New EV Players Launch Multiple Brands to Capture Market Share
[Corporate Strategy] A wave of new EV startups is rushing to launch 'second-child' brands—a move essentially aimed at securing fresh funding to stay afloat.
Core Trend: Multi-brand Strategy Emerges as New Funding Lever for EV Startups
Following the precedent set during the ICE era by automakers like Chery and Geely, new EV entrants are now replicating this multi-brand approach. While publicly justified as a means to achieve broader market segmentation, the real driver is mounting pressure from sluggish sales under a single brand and tightening cash flow—forcing them to craft new brand narratives to lure investors.
Strategic Foundation: Past Lessons Not Fully Heeded
Back in 2009, Chery rolled out four distinct brands, and Geely launched three sub-brands—both eventually scaled back due to overlapping positioning and internal resource conflicts. Today’s EV startups claim differentiation through intelligence and ecosystem integration, yet most of their 'second-child' brands still cluster within the mainstream price range of RMB 150,000–250,000, posing significant risks of product homogenization.
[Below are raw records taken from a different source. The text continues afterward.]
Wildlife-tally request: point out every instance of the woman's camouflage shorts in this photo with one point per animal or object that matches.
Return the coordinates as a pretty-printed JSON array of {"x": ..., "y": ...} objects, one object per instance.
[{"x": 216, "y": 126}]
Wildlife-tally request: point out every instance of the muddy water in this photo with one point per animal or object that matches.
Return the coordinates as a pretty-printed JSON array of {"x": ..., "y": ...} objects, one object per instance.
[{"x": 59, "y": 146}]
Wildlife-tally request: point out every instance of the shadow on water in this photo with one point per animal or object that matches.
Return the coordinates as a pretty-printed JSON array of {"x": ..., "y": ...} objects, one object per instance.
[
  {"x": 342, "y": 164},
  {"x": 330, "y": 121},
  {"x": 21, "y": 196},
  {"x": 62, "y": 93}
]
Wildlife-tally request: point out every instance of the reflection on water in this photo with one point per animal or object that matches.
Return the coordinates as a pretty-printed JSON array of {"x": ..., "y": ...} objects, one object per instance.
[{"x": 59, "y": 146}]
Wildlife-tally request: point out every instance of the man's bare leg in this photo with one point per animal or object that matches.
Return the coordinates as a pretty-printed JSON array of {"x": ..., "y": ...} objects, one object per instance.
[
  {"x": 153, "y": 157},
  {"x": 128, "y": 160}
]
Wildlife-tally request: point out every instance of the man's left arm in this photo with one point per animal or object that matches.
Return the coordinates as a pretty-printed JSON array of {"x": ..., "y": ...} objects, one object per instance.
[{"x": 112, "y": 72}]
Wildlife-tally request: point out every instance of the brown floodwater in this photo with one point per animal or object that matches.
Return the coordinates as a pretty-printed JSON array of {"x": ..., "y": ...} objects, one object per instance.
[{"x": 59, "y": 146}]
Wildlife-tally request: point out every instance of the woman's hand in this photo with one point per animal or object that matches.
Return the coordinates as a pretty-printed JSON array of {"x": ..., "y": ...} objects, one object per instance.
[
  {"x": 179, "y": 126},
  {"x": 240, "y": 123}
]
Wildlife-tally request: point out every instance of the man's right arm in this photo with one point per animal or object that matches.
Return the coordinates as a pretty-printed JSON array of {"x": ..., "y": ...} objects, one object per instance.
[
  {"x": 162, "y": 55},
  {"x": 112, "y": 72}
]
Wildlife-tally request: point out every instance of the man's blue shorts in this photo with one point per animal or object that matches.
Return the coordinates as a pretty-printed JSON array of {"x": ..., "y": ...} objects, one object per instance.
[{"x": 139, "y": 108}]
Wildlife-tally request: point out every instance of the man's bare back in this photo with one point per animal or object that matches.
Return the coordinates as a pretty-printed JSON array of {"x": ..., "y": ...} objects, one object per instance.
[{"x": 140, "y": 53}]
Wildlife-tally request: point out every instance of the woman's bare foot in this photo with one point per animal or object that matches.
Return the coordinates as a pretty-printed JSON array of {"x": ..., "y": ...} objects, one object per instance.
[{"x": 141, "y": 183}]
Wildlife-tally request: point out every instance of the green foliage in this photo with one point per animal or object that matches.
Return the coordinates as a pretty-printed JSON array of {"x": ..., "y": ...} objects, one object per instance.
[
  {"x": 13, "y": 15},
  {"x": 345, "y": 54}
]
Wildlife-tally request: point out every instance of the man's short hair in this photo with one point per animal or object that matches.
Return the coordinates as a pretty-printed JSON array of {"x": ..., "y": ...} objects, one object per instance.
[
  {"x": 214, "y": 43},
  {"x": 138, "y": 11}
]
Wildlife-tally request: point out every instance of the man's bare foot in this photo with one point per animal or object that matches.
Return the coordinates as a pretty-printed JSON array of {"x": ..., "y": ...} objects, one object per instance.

Industry Impact: Short-term Market Disruption, Long-term Test of Integration Capabilities
Without effective synergy across technology platforms and sales channels, multi-brand strategies could further fragment already limited resources. Investors are shifting focus from 'compelling stories' to 'actual deliveries,' making the second half of 2026 a critical validation window for the multi-brand strategies of new EV players.